Il giorno dopo lo scontro nel Pdl che ha portato alla spaccatura tra i fan della nuova Forza Italia e il gruppo che fa capo ad Angelino Alfano anche gli altri soggetti del centrodestra si interrogano sulle prospettive future. “Credo che nel Pdl siano venuti al pettine i nodi che tante volte abbiamo cercato di far notare”, ha detto la leader di FdI Giorgia Meloni intervenendo al convegno ‘Italia 3.0’ a Farfa sulle prospettive del centrodestra. “Innanzitutto quelli di linea politica – ha aggiunto – perché il governo Letta è chiaramente un governo di centrosinistra sostenuto dai voti di persone che si sono in teoria candidate contro di esso.
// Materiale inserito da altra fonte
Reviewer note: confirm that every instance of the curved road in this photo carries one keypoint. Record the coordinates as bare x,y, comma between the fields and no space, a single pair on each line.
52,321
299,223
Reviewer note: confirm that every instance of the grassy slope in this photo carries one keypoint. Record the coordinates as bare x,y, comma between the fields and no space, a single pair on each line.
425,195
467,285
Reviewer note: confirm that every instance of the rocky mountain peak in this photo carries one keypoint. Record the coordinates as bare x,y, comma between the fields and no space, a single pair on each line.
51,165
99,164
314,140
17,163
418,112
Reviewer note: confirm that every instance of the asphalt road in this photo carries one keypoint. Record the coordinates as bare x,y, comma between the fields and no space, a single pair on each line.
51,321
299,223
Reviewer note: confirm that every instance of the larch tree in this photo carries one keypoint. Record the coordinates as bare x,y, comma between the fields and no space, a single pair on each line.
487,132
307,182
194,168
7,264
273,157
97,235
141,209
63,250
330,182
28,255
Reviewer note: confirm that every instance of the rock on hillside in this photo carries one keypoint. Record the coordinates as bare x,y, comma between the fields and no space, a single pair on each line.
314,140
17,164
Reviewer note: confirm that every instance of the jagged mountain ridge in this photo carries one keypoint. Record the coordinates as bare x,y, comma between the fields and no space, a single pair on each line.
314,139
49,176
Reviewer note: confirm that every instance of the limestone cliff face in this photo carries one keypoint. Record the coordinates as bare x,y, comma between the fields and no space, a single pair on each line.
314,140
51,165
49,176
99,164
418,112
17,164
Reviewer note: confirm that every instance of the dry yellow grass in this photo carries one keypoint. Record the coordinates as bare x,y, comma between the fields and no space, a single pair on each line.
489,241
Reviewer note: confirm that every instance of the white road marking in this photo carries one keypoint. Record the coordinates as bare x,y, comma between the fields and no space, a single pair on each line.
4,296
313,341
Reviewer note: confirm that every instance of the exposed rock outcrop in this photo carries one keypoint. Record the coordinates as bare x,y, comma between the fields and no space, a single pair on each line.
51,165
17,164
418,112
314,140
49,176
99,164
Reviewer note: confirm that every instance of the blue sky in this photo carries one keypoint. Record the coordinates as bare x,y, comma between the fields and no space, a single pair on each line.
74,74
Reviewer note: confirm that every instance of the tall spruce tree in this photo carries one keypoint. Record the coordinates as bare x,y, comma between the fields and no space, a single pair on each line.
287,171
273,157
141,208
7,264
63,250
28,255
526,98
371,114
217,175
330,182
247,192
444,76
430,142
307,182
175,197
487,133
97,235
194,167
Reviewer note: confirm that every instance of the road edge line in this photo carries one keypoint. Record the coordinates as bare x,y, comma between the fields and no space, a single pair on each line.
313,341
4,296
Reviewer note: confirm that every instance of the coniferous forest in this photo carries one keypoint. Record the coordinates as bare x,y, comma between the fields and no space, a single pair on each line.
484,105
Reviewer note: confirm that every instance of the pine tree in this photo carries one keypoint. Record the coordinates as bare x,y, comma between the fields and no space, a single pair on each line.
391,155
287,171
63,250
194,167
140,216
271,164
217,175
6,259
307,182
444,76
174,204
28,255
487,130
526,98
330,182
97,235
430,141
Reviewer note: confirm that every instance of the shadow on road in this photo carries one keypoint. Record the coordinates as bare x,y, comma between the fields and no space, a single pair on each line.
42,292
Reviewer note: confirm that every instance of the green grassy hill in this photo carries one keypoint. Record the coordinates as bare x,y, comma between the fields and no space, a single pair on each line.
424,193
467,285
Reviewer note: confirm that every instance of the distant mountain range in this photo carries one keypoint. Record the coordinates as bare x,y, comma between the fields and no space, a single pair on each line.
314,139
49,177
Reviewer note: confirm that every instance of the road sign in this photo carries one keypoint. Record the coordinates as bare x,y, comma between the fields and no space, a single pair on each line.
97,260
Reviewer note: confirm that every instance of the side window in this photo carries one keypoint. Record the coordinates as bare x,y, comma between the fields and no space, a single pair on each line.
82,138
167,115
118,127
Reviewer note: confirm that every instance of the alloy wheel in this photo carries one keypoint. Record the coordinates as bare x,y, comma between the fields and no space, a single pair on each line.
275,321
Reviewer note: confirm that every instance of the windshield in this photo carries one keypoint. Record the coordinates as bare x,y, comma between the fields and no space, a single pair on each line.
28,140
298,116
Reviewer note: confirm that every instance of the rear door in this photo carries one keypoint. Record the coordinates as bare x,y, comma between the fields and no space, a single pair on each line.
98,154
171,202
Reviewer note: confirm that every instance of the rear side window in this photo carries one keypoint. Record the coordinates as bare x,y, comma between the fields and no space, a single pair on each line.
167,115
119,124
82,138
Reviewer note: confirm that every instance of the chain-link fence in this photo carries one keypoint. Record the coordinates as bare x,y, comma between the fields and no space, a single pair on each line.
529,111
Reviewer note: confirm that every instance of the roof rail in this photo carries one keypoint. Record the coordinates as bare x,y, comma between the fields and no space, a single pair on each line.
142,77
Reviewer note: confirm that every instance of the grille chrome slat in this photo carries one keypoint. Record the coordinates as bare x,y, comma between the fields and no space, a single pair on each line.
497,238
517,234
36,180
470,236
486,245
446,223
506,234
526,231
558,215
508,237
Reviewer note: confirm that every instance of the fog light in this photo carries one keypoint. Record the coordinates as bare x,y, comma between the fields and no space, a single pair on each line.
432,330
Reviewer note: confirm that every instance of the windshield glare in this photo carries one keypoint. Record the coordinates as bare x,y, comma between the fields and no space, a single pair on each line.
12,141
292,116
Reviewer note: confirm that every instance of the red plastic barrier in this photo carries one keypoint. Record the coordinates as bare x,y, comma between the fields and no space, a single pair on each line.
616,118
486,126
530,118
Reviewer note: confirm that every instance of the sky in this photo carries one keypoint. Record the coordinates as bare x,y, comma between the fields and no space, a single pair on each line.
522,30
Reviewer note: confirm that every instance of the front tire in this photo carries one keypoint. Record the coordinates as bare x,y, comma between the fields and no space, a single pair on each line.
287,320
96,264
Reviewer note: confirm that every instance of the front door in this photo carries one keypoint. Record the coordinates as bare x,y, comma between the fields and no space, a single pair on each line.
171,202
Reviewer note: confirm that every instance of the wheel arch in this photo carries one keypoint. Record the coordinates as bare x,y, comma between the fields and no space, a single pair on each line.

C’è un problema di un partito che ha ritenuto che il consenso enorme di Berlusconi fosse sufficiente a tutto, e che non si è mai posto il problema di costruire nient’altro, di radicare il partito e selezionare i dirigenti. Oggi ci sono dirigenti che hanno consenso nei territori, e persone che col consenso non si sono mai confrontate – ha detto ancora – Questo era destinato a esplodere. Vedo oggi la richiesta di Fitto e dello stesso Alfano, delle primarie, dei congressi, della selezione dei dirigenti: noi abbiamo posto questo problema tempo fa e ci hanno detto che non erano temi importanti. Forse col senno di poi non avevamo torto”.

Giorgia Meloni ha quindi parlato di future alleanze: “Se Fdi farà parte della possibile ‘federazione’ con Pdl e FI? Questo lo vedremo. Noi siamo di centrodestra, gli unici coerentemente di centrodestra nel centrodestra. Chi vorrà darci una mano sarà benvenuto. Ma le alleanze e le coalizioni non si fanno sul niente, sulle sigle. Si fanno sui contenuti, le scelte, i posizionamenti”. Su queste basi “la nostra alleanza col Pdl o con quello che arriverà – ha aggiunto – dipenderà da alcune scelte importanti, come le primarie o il tema del rifiuto dei governi di larghe intese, di inciucio, che stanno devastando l’Italia. Su questo bisogna essere chiari”.